2. Pegged Currencies Why do you think a country suddenly decides to peg its currency to the dollar or some other currency? When a currency is unable to maintain the peg, what do you think are the typical forces that break the peg?

Part 2: 1. Limitations of Covered Interest Arbitrage Assume that the 1-year U.S. interest rate is 11 percent, while the 1-year interest rate in Malaysia is 40 percent. Assume that a U.S. bank is willing to purchase the currency of that country from you 1 year from now at a discount of 13 percent. Would covered interest arbitrage be worth considering? Is there any reason why you should not attempt covered interest arbitrage in this situation? (Ignore tax effects.)
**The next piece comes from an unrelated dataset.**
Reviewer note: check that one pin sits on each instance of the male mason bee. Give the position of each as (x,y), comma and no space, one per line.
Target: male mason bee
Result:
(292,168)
2. Interpreting Changes in the Forward Premium Assume that interest rate parity holds. At the beginning of the month, the spot rate of the Canadian dollar is $.70, while the 1-year forward rate is $.68. Assume that U.S. interest rates increase steadily over the month. At the end of the month, the 1-year forward rate is higher than it was at the beginning of the month. Yet, the 1-year forward discount is larger (the 1-year premium is more negative) at the end of the month than it was at the beginning of the month. Explain how the relationship between the U.S. interest rate and the Canadian interest rate changed from the beginning of the month until the end of the month.